What Northwestern Sicily Tours Have to Offer

The fact is, the island of Sicily is not large, and while northwestern Sicily tours are usually centered around Palermo, they are not restricted to it. Visitors can enjoy the basalt formations of the Alcantara Gorge to the southeast, which shows very well the effect of a volcano (Mount Etna) has on the surrounding countryside. Near the middle of Sicily's southern coast are the unique mud geyser flats of Maccalube.

Mount Etna itself, of course, is Sicily's grandest nature reserve and geological claim to fame. It is Europe's highest active volcano and was the home of Vulcan, the god of fire for ancient Greeks. More than 1,200 square meters of its surface are covered in solidified lava.

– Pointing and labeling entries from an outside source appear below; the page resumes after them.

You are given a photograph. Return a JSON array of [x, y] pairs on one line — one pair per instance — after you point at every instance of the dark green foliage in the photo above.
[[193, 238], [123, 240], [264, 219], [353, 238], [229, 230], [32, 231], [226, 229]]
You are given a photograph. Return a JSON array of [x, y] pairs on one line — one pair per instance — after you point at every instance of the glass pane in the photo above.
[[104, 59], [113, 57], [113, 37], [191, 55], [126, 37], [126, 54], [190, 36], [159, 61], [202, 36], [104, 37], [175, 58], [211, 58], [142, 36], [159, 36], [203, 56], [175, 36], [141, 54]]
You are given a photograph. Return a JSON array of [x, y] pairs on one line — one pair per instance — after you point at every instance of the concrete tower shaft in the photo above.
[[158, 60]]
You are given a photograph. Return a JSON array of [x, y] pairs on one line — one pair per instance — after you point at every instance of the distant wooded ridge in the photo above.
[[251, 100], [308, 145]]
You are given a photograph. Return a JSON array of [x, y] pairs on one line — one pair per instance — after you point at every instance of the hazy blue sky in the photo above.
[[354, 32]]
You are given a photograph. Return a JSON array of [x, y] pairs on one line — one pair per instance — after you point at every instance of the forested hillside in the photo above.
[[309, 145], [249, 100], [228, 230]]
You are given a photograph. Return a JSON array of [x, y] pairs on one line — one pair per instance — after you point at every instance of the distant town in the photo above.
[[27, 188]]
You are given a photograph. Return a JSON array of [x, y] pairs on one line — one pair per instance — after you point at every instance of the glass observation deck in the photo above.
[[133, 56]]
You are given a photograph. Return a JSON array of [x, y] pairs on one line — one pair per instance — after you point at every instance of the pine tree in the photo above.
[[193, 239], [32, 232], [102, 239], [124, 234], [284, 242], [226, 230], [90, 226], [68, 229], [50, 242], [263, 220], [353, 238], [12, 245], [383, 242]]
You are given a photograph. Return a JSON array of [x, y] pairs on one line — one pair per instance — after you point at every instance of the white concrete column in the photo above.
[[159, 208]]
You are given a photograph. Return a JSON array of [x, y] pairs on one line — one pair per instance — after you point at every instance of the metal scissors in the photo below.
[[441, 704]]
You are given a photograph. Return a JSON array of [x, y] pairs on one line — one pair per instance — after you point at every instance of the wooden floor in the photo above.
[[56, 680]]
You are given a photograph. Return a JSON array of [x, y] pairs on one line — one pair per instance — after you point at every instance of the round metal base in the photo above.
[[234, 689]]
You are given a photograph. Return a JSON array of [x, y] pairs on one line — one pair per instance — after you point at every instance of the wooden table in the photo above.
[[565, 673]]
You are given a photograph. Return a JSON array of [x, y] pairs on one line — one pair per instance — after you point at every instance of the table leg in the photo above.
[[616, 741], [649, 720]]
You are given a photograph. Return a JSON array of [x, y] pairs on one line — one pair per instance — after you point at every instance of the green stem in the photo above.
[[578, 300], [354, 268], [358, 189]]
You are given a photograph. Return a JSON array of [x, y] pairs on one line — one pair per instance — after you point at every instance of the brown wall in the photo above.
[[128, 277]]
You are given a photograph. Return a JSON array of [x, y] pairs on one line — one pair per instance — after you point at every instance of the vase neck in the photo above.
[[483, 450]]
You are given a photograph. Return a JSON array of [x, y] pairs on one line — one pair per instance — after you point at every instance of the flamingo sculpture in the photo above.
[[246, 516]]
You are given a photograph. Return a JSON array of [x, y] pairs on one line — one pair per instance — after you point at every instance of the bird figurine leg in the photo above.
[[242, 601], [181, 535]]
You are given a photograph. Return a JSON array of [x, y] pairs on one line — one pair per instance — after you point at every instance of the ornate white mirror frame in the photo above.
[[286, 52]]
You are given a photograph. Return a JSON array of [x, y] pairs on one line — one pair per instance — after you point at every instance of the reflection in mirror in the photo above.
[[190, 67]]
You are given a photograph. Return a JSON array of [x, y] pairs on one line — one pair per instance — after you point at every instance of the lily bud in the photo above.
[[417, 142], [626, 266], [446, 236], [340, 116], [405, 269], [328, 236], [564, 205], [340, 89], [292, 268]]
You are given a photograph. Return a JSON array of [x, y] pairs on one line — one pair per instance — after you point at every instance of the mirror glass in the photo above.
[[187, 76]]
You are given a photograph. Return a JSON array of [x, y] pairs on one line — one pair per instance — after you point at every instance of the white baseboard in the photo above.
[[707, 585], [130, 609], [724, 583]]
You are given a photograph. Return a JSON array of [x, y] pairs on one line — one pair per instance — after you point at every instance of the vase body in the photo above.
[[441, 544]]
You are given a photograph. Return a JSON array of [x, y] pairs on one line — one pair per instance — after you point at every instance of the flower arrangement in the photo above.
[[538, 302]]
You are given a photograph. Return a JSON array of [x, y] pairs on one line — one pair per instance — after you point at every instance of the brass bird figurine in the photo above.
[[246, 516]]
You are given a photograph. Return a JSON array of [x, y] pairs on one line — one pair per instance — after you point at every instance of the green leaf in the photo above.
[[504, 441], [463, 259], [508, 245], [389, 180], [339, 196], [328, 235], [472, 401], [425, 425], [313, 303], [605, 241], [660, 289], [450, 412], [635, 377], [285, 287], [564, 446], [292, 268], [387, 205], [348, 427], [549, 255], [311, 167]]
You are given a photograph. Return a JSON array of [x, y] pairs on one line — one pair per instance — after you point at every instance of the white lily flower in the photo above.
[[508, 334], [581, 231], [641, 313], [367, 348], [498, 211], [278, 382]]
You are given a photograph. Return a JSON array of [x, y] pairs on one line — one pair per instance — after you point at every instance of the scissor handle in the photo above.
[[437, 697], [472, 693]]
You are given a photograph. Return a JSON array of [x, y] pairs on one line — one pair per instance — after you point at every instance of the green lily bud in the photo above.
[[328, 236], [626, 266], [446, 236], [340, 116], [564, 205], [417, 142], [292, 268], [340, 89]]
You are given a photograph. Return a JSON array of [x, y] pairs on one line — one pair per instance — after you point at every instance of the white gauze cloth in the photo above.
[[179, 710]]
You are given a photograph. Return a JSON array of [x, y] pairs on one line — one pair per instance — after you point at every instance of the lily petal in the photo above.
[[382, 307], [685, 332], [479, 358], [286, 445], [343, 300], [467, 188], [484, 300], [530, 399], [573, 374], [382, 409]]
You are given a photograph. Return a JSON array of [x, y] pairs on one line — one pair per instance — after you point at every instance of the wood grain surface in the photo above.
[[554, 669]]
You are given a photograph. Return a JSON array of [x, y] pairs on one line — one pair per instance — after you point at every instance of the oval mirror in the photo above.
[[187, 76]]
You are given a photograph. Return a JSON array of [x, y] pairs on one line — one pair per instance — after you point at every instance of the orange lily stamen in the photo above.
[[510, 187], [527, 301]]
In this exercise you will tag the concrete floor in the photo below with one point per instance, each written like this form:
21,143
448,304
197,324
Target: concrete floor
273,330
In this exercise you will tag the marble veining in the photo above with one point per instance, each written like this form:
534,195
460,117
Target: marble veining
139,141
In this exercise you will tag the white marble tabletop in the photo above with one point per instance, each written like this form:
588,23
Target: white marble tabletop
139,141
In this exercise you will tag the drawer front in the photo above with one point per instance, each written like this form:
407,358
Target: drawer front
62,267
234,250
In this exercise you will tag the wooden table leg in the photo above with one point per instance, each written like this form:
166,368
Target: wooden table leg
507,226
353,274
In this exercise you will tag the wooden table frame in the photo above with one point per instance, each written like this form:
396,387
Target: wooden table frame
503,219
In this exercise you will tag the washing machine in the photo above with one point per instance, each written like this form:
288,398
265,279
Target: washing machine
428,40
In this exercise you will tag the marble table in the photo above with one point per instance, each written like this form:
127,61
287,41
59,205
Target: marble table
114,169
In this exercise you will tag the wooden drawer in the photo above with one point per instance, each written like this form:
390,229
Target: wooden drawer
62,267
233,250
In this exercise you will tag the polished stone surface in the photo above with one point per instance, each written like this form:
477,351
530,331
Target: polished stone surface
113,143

If you envision Sicily as the narrow triangle that it essentially is, lying with its point to the west and its base to the east, you will find Mount Etna in the center of the base. It is a strato volcano, that is, has relatively cool lava temperatures and numerous openings. No one ever knows when the next eruption will be.

Palermo's archaeological museum is well worth a visit, with important relics from numerous of the island's eras--the Phoenician, Punic, Greek, Roman, and Saracen periods. While there are many old buildings and some ruins in Sicily and Palermo, most date from the Middle Ages, but to the enthusiast, all are well worth a visit. Of course, participants of northwestern Sicily tours often find themselves distracted by the olive and lemon groves, splendid vineyards, and especially fine cuisine and local wines.